Tomaž Furlan's video installation Hilda is one of the works from his cycle in the making, Wear. The videos from this cycle are video performances made exclusively for the camera, in a simple but monumental way, the artist being the author of the entire process. Hilda consists of two parts. In the first part, the artist dressed in overalls is digging with a shovel, while the second part features installations in gallery, where the shovel and pickaxe are put on display to symbolize work. The figure of Hilda, Slovenian baroness of construction, is used to exemplify the relationship of capital towards work reminiscent of vampires.
Brotherhood and unity by Marija Mojca Pungerčar consists of a series of photographs and documentary films, and brings forth two stories that played out in the same place, but with a 50-year gap: the building of Yugoslav Brotherhood and Unity Highway in 1958 and the construction of the new highway section Hrastje-Lešnica in 2006. We are confronted with two worlds. On one side is the optimistic attitude of workers from the era of brotherhood and unity when the new future was being built. On the other side, we are looking at the distressed workers, victims of neoliberal exploitation.

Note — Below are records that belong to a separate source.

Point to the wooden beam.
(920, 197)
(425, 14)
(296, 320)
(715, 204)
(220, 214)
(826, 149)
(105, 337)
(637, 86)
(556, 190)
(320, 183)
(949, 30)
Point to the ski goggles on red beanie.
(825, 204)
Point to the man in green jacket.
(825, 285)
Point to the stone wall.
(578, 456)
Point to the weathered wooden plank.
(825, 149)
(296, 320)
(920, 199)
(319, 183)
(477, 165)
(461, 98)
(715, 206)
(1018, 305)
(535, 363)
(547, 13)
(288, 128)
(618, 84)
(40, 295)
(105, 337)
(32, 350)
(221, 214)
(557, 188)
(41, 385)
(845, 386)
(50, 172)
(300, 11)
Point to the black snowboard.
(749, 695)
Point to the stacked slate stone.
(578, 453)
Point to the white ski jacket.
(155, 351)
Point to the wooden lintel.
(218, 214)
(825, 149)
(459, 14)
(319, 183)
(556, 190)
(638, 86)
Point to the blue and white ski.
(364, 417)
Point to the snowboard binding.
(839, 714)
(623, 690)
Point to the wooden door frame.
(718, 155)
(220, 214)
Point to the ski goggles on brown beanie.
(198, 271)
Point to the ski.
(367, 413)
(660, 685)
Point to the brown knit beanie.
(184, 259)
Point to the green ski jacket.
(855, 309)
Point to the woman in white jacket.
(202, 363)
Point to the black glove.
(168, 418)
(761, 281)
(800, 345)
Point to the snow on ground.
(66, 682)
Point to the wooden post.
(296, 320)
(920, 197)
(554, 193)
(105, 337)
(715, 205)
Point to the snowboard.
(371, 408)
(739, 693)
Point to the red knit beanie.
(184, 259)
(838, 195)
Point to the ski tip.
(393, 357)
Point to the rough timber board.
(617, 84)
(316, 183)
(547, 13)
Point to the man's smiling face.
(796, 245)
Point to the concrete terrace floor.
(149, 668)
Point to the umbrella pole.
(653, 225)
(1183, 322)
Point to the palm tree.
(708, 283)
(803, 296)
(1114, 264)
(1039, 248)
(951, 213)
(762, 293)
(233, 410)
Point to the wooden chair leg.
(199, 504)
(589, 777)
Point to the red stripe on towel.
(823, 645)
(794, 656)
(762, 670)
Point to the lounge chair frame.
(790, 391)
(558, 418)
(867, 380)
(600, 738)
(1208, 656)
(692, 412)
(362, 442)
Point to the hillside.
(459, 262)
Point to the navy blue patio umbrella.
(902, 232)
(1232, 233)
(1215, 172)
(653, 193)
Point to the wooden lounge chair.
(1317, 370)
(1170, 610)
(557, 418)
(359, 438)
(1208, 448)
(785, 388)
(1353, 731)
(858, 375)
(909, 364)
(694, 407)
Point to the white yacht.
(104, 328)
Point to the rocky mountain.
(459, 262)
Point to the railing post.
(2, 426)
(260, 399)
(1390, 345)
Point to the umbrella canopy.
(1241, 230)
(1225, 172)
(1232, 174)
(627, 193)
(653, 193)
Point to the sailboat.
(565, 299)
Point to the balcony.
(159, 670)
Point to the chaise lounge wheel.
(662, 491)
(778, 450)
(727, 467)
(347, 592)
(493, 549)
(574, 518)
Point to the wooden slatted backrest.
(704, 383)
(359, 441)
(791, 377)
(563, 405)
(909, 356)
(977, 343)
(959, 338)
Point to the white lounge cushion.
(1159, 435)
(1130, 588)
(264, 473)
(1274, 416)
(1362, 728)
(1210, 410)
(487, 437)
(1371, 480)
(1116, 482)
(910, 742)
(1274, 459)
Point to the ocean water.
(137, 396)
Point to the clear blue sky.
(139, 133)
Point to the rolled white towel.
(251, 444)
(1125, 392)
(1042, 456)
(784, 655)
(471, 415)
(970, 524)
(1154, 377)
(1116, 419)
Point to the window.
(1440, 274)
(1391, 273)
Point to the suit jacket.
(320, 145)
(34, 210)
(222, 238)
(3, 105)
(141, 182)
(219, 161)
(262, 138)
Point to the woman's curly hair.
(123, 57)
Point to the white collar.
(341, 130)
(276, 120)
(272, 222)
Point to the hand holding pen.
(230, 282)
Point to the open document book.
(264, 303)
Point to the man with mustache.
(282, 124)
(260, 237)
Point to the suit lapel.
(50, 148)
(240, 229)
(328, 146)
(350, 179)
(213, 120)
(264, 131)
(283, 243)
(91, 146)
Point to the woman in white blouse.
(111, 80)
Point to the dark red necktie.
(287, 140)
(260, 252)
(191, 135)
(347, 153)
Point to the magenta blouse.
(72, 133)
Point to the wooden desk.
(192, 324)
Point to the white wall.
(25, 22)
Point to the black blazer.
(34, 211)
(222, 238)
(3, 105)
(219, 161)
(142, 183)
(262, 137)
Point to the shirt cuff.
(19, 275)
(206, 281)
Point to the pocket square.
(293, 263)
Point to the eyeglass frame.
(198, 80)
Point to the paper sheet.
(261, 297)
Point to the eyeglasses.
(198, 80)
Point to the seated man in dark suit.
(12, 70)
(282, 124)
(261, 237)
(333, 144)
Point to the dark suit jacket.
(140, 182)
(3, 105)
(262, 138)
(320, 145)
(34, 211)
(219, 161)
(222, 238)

The exhibition Slovenia, the Promised Land is not explicit, but rather ambiguous, and it examines our relationship to everyday life. Art serves as of the observer of economic and social realities, and reveals the everyday individuals as slaves in the wheels of modern capitalism, where the subject is transformed into a valueless commodity. Capital is dead, it survives only as a vampire sucking on the real work - the more it sucks, the longer it survives.